Dans cette polémique, le rôle de l’American Anthropological Association fut en effet de diligenter un groupe de travail qui n’a pas vraiment saisi l’occasion pour poser les questions de fond, mais selon une logique classique d’appareil a tenté une protection en règle de l’image publique de l’anthropologie. En outre, l’appropriation du débat par les étudiants en anthropologie au travers de sites web fut décisive. C’est donc à ces undergraduates que l’ouvrage est en partie dédié, le gain des ventes étant par ailleurs reversés aux Yanomamis (ceux-ci n’ayant jusqu’ici rien gagné de leur célébrité anthropologique). La première partie de l’ouvrage se divise en sept chapitres très précis et très progressifs dans la démarche pédagogique. Le décor est d’abord soigneusement posé et les principaux protagonistes présentés à partir de leurs travaux, puis l’on est invité à suivre le déroulement sinueux de cette controverse (chapitre 1 à 3). Le chapitre quatre est à la fois consacré aux relations de pouvoir (et, en particulier, à leurs conséquences néfastes) et à l’administration de la preuve ethnographique. Le chapitre suivant développe la perspective des représentants des Yanomami. Le chapitre cinq fournit une batterie de questions clés pour interroger le matériau ainsi rassemblé et prendre part au débat en formant son propre jugement. Court, mais incisif, le dernier chapitre est un appel à la mobilisation des étudiants (et à leur pouvoir) pour changer la discipline ou tout du moins y contribuer avec leurs propres moyens. Après un interlude photographique, la deuxième partie réunit les analyses de sept experts (dont Bruce Albert, Raymon Hames, Kim Hill) organisé en trois rounds avant de s’achever sur l’examen des trois rapports du groupe de travail chargé d’évaluer les tenants et les aboutissants de la controverse.

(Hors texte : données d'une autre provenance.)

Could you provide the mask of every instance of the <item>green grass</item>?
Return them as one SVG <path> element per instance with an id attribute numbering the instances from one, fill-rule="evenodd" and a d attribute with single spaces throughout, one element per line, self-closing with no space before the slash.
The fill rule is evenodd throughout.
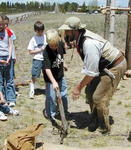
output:
<path id="1" fill-rule="evenodd" d="M 18 23 L 15 25 L 11 25 L 10 27 L 15 31 L 17 36 L 16 46 L 17 46 L 17 63 L 15 66 L 16 72 L 16 79 L 15 81 L 26 81 L 30 80 L 31 77 L 31 62 L 32 57 L 29 55 L 27 51 L 27 46 L 29 40 L 34 35 L 33 31 L 33 24 L 37 20 L 41 20 L 45 24 L 46 30 L 50 28 L 58 28 L 61 24 L 64 23 L 65 19 L 69 16 L 69 14 L 41 14 L 39 16 L 31 17 L 28 21 L 23 23 Z M 92 30 L 100 35 L 103 35 L 104 31 L 104 16 L 103 15 L 77 15 L 81 18 L 82 23 L 87 24 L 87 28 Z M 120 48 L 125 48 L 125 38 L 126 38 L 126 19 L 125 15 L 117 16 L 116 17 L 116 37 L 115 37 L 115 45 Z M 85 95 L 84 90 L 82 91 L 82 95 L 80 96 L 80 100 L 72 101 L 71 94 L 74 86 L 82 79 L 83 75 L 80 74 L 82 62 L 79 56 L 74 52 L 73 60 L 70 61 L 71 58 L 71 51 L 67 51 L 66 61 L 69 67 L 69 71 L 65 72 L 65 76 L 67 77 L 68 81 L 68 94 L 69 94 L 69 108 L 73 112 L 82 112 L 87 110 L 88 105 L 85 104 Z M 126 100 L 125 97 L 131 97 L 129 94 L 129 90 L 127 89 L 128 81 L 122 81 L 120 85 L 120 89 L 117 91 L 117 94 L 114 96 L 114 101 L 111 103 L 110 111 L 115 116 L 116 124 L 113 125 L 112 134 L 119 132 L 125 132 L 123 130 L 124 126 L 124 119 L 123 117 L 123 109 L 125 109 Z M 38 87 L 45 88 L 45 84 L 43 82 L 43 77 L 38 80 Z M 2 145 L 4 140 L 8 135 L 15 132 L 18 129 L 23 129 L 32 124 L 44 123 L 45 128 L 43 133 L 39 136 L 40 140 L 45 142 L 52 142 L 52 143 L 59 143 L 59 135 L 52 135 L 52 126 L 51 123 L 43 117 L 42 110 L 44 108 L 45 103 L 45 95 L 37 95 L 35 96 L 34 100 L 28 98 L 29 87 L 19 87 L 19 94 L 20 96 L 17 97 L 17 106 L 16 109 L 20 110 L 20 116 L 8 118 L 8 121 L 1 122 L 0 121 L 0 149 L 2 149 Z M 129 94 L 129 95 L 127 95 Z M 127 95 L 127 96 L 126 96 Z M 122 101 L 122 99 L 124 101 Z M 129 106 L 131 105 L 130 101 Z M 122 104 L 122 105 L 121 105 Z M 122 109 L 121 109 L 122 108 Z M 131 113 L 128 111 L 126 112 L 128 118 L 131 116 Z M 121 121 L 122 120 L 122 121 Z M 130 126 L 130 118 L 129 121 L 126 122 L 127 126 Z M 118 126 L 119 124 L 119 126 Z M 110 141 L 110 142 L 108 142 Z M 113 140 L 111 140 L 110 136 L 104 137 L 100 133 L 88 132 L 87 128 L 84 129 L 70 129 L 69 135 L 65 140 L 65 145 L 76 145 L 76 147 L 88 147 L 88 146 L 95 146 L 95 147 L 103 147 L 103 146 L 115 146 L 115 145 L 126 145 L 131 146 L 130 143 L 125 142 L 121 136 L 115 136 Z"/>

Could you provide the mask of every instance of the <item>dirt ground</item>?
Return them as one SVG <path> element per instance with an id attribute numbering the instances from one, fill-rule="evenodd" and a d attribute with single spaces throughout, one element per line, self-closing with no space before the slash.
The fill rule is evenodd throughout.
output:
<path id="1" fill-rule="evenodd" d="M 33 24 L 36 20 L 44 20 L 46 30 L 49 28 L 57 28 L 64 19 L 70 15 L 42 14 L 32 17 L 28 21 L 21 24 L 12 25 L 11 28 L 17 36 L 17 63 L 16 63 L 16 79 L 15 82 L 25 82 L 30 79 L 31 56 L 26 50 L 30 38 L 33 36 Z M 88 25 L 90 30 L 103 35 L 103 15 L 79 15 L 83 23 Z M 94 21 L 97 20 L 97 21 Z M 126 37 L 126 16 L 117 16 L 116 18 L 116 46 L 124 50 Z M 127 147 L 131 149 L 131 142 L 127 140 L 129 131 L 131 131 L 131 78 L 121 80 L 115 95 L 110 102 L 110 115 L 113 117 L 111 134 L 103 136 L 99 130 L 95 132 L 88 131 L 89 123 L 89 106 L 85 103 L 84 90 L 80 99 L 73 101 L 71 92 L 73 87 L 82 79 L 81 72 L 82 61 L 77 52 L 74 51 L 73 60 L 71 55 L 73 50 L 67 51 L 65 57 L 68 64 L 68 71 L 65 76 L 68 82 L 68 99 L 69 111 L 73 114 L 73 120 L 69 122 L 70 128 L 67 138 L 64 139 L 64 146 L 68 146 L 69 150 L 77 150 L 79 148 L 92 149 L 102 148 L 104 150 L 118 150 Z M 58 130 L 53 131 L 51 123 L 43 117 L 43 109 L 45 103 L 45 85 L 43 78 L 38 80 L 36 84 L 35 99 L 29 99 L 29 86 L 18 87 L 18 97 L 16 109 L 20 111 L 20 116 L 9 116 L 8 121 L 0 122 L 0 149 L 4 140 L 8 135 L 19 129 L 26 128 L 32 124 L 44 123 L 43 132 L 36 138 L 36 141 L 51 143 L 51 145 L 59 145 L 60 135 Z M 112 146 L 112 147 L 111 147 Z M 48 146 L 49 147 L 49 146 Z M 54 149 L 53 145 L 53 149 Z M 75 148 L 76 147 L 76 148 Z M 108 148 L 111 147 L 111 148 Z M 115 148 L 114 148 L 115 147 Z M 59 146 L 58 146 L 59 148 Z M 59 148 L 62 150 L 62 148 Z M 57 150 L 57 149 L 56 149 Z M 64 149 L 63 149 L 64 150 Z"/>

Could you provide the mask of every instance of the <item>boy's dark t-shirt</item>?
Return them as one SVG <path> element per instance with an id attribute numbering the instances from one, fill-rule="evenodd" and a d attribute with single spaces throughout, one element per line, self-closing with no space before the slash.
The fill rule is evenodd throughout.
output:
<path id="1" fill-rule="evenodd" d="M 45 69 L 50 69 L 55 80 L 59 81 L 64 76 L 63 70 L 63 54 L 65 54 L 64 43 L 59 42 L 58 50 L 52 50 L 48 45 L 43 52 L 44 65 L 43 73 L 45 82 L 51 82 L 48 78 Z"/>

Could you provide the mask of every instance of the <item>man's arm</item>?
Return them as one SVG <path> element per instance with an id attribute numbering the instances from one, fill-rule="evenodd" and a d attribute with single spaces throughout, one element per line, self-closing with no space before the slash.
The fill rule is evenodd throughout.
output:
<path id="1" fill-rule="evenodd" d="M 94 77 L 91 76 L 85 76 L 82 81 L 74 88 L 73 92 L 72 92 L 72 98 L 73 100 L 76 100 L 79 98 L 81 90 L 88 85 Z"/>

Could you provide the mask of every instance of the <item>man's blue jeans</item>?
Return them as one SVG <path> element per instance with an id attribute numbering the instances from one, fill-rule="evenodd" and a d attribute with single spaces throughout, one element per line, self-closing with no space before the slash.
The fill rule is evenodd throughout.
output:
<path id="1" fill-rule="evenodd" d="M 12 60 L 9 65 L 0 65 L 0 89 L 3 91 L 5 99 L 8 102 L 16 101 L 13 67 Z"/>
<path id="2" fill-rule="evenodd" d="M 15 91 L 15 84 L 14 84 L 14 59 L 10 60 L 10 79 L 6 85 L 5 89 L 5 98 L 8 102 L 16 102 L 16 91 Z"/>
<path id="3" fill-rule="evenodd" d="M 68 101 L 67 101 L 67 83 L 64 77 L 58 82 L 61 98 L 64 106 L 64 111 L 68 111 Z M 49 118 L 53 118 L 58 111 L 57 100 L 56 100 L 56 93 L 53 89 L 52 83 L 46 82 L 46 103 L 45 109 L 47 116 Z"/>

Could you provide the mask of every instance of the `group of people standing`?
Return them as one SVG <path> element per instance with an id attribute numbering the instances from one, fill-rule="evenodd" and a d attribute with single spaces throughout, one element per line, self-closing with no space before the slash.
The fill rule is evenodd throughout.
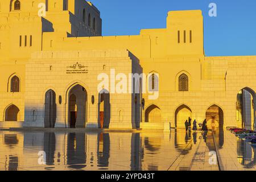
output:
<path id="1" fill-rule="evenodd" d="M 187 119 L 186 121 L 185 122 L 185 127 L 186 129 L 186 131 L 187 131 L 189 129 L 191 128 L 191 121 L 192 121 L 192 119 L 190 117 L 188 117 L 188 119 Z M 205 119 L 204 120 L 204 122 L 203 122 L 203 125 L 202 125 L 202 129 L 201 129 L 202 131 L 208 131 L 208 129 L 207 128 L 207 122 L 206 119 Z M 196 131 L 197 130 L 197 126 L 196 125 L 196 119 L 195 119 L 194 121 L 193 122 L 192 130 L 193 131 Z"/>

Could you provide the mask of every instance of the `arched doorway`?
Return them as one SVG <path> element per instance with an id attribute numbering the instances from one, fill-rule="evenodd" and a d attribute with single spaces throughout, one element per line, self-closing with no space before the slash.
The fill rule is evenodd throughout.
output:
<path id="1" fill-rule="evenodd" d="M 154 104 L 148 106 L 145 111 L 145 122 L 161 122 L 161 111 L 160 108 Z"/>
<path id="2" fill-rule="evenodd" d="M 56 118 L 55 92 L 50 89 L 46 93 L 44 101 L 44 127 L 53 128 Z"/>
<path id="3" fill-rule="evenodd" d="M 11 105 L 5 110 L 5 121 L 18 121 L 19 119 L 19 109 L 15 105 Z"/>
<path id="4" fill-rule="evenodd" d="M 80 85 L 76 85 L 70 90 L 68 97 L 68 123 L 69 127 L 85 127 L 87 119 L 86 90 Z"/>
<path id="5" fill-rule="evenodd" d="M 108 129 L 110 123 L 110 102 L 109 92 L 105 89 L 98 93 L 98 123 L 99 127 Z"/>
<path id="6" fill-rule="evenodd" d="M 208 129 L 222 128 L 224 125 L 223 111 L 219 106 L 213 105 L 206 111 L 205 118 Z"/>
<path id="7" fill-rule="evenodd" d="M 245 88 L 237 95 L 237 122 L 240 127 L 253 129 L 256 121 L 256 98 L 255 92 Z"/>
<path id="8" fill-rule="evenodd" d="M 185 128 L 185 121 L 188 118 L 192 118 L 192 110 L 185 105 L 182 105 L 175 111 L 175 127 L 176 128 Z"/>

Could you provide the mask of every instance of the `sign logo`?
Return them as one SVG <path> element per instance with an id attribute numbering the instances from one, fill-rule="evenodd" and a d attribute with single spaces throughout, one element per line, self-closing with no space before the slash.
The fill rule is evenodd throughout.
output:
<path id="1" fill-rule="evenodd" d="M 67 67 L 67 68 L 69 68 L 67 69 L 66 73 L 67 74 L 78 74 L 78 73 L 88 73 L 88 70 L 87 68 L 88 67 L 86 67 L 84 65 L 82 65 L 81 64 L 79 64 L 78 62 L 76 62 L 76 64 Z"/>

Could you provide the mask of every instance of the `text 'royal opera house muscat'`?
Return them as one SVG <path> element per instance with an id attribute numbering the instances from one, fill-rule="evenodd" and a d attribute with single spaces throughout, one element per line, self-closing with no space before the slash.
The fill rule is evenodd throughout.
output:
<path id="1" fill-rule="evenodd" d="M 254 124 L 256 56 L 205 56 L 200 10 L 168 12 L 166 28 L 102 36 L 90 2 L 0 3 L 1 127 L 168 130 L 189 117 Z"/>

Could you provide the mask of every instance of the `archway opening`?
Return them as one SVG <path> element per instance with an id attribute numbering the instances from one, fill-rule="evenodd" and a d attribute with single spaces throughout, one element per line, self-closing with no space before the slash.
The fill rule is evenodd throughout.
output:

Cet ouvrage décisif sur les politiques de l’anthropologie et de son économie morale à partir d’une étude de cas aussi suggestive requiert sans nul doute une traduction pour ne pas rester lettre morte outre-atlantique, dans l’hexagone notamment où la controverse a très peu filtré. Il pourrait devenir ainsi l’une des meilleures introductions aux enjeux contemporains de l’anthropologie et contribuer, comme l’appelle de ses voeux Robert Borofsky, à transformer une discipline frileuse et défensive, en formant des anthropologues critiques qui sauront s’engager scientifiquement dans les débats publics contemporains.